Что такое многовекторность?
«Многовекторная политика» стала отличительной чертой многих постсоветских республик после распада СССР. С одной стороны, это был способ для местных элит закрепить свой суверенитет от бывшего союзного центра в лице Москвы за счет уравновешивания ее влияния при помощи других геополитических центров, прежде всего Запада.
С другой стороны, высокая зависимость экономик стран бывшего СССР от кооперации с Россией побуждала их делать определенные реверансы в адрес Москвы в расчете на сохранение разнообразных льгот и преференций «по старой памяти».
«Золотым веком» многовекторности на постсоветском пространстве можно считать 90-е годы и первую половину 2000-х годов, когда ослабленная Россия была погружена во внутренние проблемы, а Запад был занят «перевариванием» постсоциалистической Восточной Европы.
Кроме того, на многовекторность своих соседей Москва долгое время смотрела снисходительно еще и потому, что сама рассчитывала на сближение и интеграцию с западным миром.

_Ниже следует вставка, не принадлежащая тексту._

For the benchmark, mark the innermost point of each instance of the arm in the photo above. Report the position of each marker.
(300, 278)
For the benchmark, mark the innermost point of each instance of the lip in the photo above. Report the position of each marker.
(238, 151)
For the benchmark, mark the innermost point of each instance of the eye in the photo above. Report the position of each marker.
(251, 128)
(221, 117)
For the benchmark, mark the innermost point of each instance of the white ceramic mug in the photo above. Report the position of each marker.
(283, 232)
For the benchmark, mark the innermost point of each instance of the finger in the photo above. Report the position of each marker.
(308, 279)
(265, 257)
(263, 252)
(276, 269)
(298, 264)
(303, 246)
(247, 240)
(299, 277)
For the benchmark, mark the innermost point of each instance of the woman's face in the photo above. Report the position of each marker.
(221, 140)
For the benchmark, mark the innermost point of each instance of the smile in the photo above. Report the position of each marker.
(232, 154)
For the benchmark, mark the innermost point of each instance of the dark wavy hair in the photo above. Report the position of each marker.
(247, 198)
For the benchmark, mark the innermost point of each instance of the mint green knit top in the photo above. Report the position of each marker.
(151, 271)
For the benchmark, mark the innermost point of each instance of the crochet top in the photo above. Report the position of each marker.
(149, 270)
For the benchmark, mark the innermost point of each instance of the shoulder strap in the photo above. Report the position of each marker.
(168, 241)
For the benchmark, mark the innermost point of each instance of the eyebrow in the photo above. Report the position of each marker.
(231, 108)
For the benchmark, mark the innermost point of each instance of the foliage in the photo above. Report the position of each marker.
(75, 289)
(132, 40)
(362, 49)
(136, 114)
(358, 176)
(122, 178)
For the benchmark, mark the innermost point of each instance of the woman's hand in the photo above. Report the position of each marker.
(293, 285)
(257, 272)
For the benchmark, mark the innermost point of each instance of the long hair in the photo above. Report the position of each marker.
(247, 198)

Ситуация стала меняться с середины 2000-х, когда стала окончательно ясна иллюзорность идеи «большой Европы от Лиссабона до Владивостока», и отношения между Россией и Западом начали возвращаться в привычное русло конкурентной конфронтации. Как следствие, поле для многовекторного маневрирования бывших республик СССР стало стремительно сокращаться, и здесь выяснилось, что на поверку многовекторность оказалась ничем иным, как способом их «мягкого» дрейфа на Запад.
Под «многовекторной» ширмой происходило накачивание постсоветских обществ западными НКО и агентами влияния, осуществлявшими переформатирование общественного сознания в духе «европейского выбора».

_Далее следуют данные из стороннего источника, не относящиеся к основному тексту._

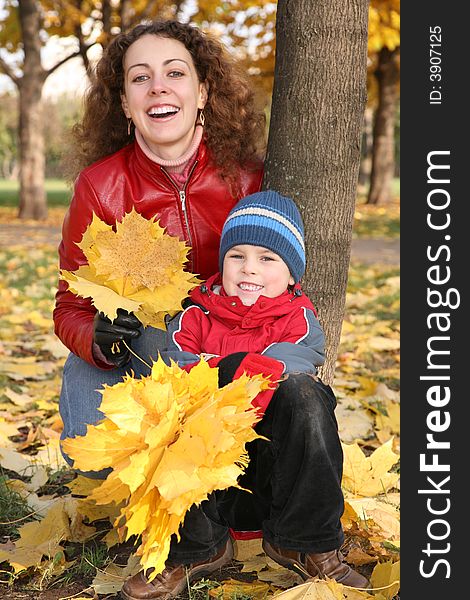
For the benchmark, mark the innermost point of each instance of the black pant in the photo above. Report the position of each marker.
(295, 479)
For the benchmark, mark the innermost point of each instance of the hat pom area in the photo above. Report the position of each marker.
(270, 220)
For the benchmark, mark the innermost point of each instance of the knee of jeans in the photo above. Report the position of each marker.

Результатом этих изменений становился снос «многовекторных» режимов и их замена вполне недвусмысленно прозападными.
Именно такое геополитическое «самоопределение» произошло в Грузии, на Украине и, в значительной степени, в Молдове. Армению от схода с «многовекторной» траектории в пользу Запада удерживают лишь конфронтация с Азербайджаном и Турцией и необходимость сохранения российского силового зонтика.
Что касается Азербайджана и стран Центральной Азии, то здесь западное влияние оказывается относительно слабым в силу культурной и географической дистанции, а также уравновешивается присутствием других геополитических центров – Турции и Китая, что и по сей день сохраняет более широкое пространство для балансирования.

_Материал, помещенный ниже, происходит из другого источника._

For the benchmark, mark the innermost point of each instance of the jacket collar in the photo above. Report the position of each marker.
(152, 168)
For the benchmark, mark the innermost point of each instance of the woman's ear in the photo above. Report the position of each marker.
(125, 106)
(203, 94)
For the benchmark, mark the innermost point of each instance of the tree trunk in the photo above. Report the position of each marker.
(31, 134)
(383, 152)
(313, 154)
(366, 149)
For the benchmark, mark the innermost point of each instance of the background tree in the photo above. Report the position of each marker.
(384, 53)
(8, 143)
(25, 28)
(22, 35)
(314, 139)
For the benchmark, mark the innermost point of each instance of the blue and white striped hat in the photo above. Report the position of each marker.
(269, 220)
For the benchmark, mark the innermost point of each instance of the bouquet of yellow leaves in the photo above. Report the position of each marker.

Особенности белорусской многовекторности
Беларусь оказалась единственным государством на западном фланге бывшего СССР, чье руководство вступило в затяжной конфликт с Западом. В отличие от других постсоветских стран западного пояса с их нестабильными «олигархическими демократиями», дававшими питательную среду для развития прозападных структур гражданского общества, в Беларуси сложился «неосоветский» авторитарный режим, резко выбивавшийся из общего тренда на демократизацию и вестернизацию.
Это предопределило затяжной конфликт белорусского режима с западным миром и его геополитическое позиционирование в качестве «единственного союзника» России.
Однако нежелание официального Минска очутиться в положении клиента/сателлита Москвы неизбежно подталкивало белорусское руководство к многовекторности.
В середине 2000-х годов, в условиях сохраняющейся конфронтации с ЕС и США официальный Минск попытался сделать ставку на «государства дальней дуги» в качестве противовеса как России, так и Западу. Этот период отметился дипломатической активностью Минска в рамках Движения неприсоединения, а также стремительным сближением Беларуси с Венесуэлой Уго Чавеса.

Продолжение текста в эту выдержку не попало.